"... and on the either side of the river was there the tree of life, which bore twelve kinds of fruit, and yielded her fruit every month: and the leaves of the tree were for the healing of the nations."Revelation 22.2

MNCH

Maternal, neonatal and child health

Kenya has made notable progress in improving maternal and child health outcomes. However, despite the progress, Kenya could not achieve the Millennium Development Goals for maternal and child health. 

It is clear that a lot more still needs to be done by Kenya to address the supply and demand side barriers in the delivery of essential health services in order to realize the goals of Vision 2030 and the 2010 Constitution. The Bill of Rights clearly articulates the right to health for all, including reproductive health. 

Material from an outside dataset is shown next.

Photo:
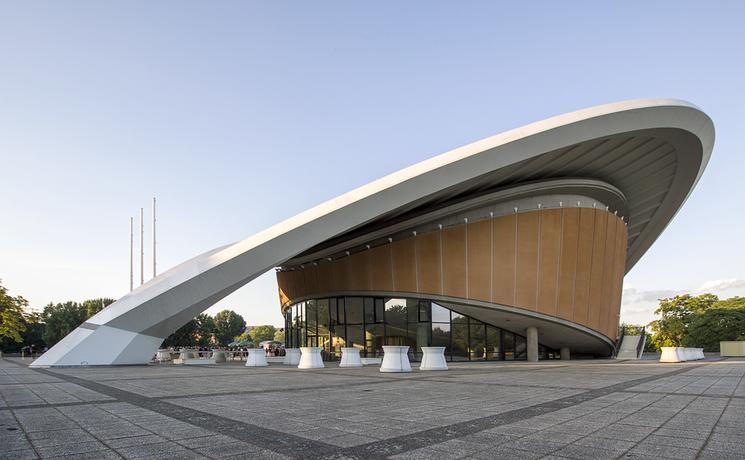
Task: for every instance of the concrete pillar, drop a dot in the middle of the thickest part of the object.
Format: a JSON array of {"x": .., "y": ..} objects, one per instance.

There have been notable improvements in service delivery during the past three years in Kenya. The county governments have given priority attention to expanding primary health care networks and enhancing effectiveness in service delivery. 

Access to emergency obstetric care has improved in counties that faced long-standing challenges in making facilities operational. However, more focused effort is required to eliminate preventable maternal and child deaths and improve health outcomes.

Capacity building of MHUs in MNCH
In 2016, CHAK with support from Bread for the World in collaboration with the Ministry of Health (DRH) and Micronutrient Initiative organized training for health care workers on the Essential Newborn Care and Basic Essential lifesaving skills for MNH/Basic and Comprehensive emergency Obstetric care (BEmOC/CEmOC).

Broad objective of the training
The main aim of the essential newborn care (ENB) and BEmOC&CEmOC training was to equip the service providers with updated knowledge, skills and appropriate attitudinal concepts to enable them improve quality in provision of maternal and neonatal emergency care in their health facilities. A total of 29 participants drawn from 29 MHUs were trained on BEmOC&CEmOC while 122 were trained in ENB care.  

Lessons learned

  1. Implementation of ENB and BEmOC/CEmOC interventions requires open dialogue between the community and health care system at all levels.
  2. Addressing the three delays through community sensitization, advocacy and networking, improvement of referral systems as well as availing basic equipment and supplies to both the BEOC & CEOC facilities to effectively manage the emergencies and referrals is a pre- requisite to improvement of MNH care.
  3. Effective leadership and supportive supervision is a basic requirement to elimination of the third delay at the facility level. 
  4. Building a critical mass of skilled service providers in management of obstetric emergencies is a basic need to improving the MNH care
  5. Establishing emergency teams and protocols is a positive step towards improving MNH care. 
  6. A successful BEmOC and CEmOC skills training requires competent facilitators, adequate training resource materials/aids, commitment of both the facilitators and trainees and effective management support. 

Suggestions for improvement of MNH care

  1. It is important for all health facilities to ensure availability of drugs, supplies and equipment required for preparedness and prompt action in managing emergency cases especially KIWI and MVA kit. 
  2. It is important to print and avail the latest MOH Emergency Obstetrics and Newborn Care Guidelines in the service delivery areas in all health facilities.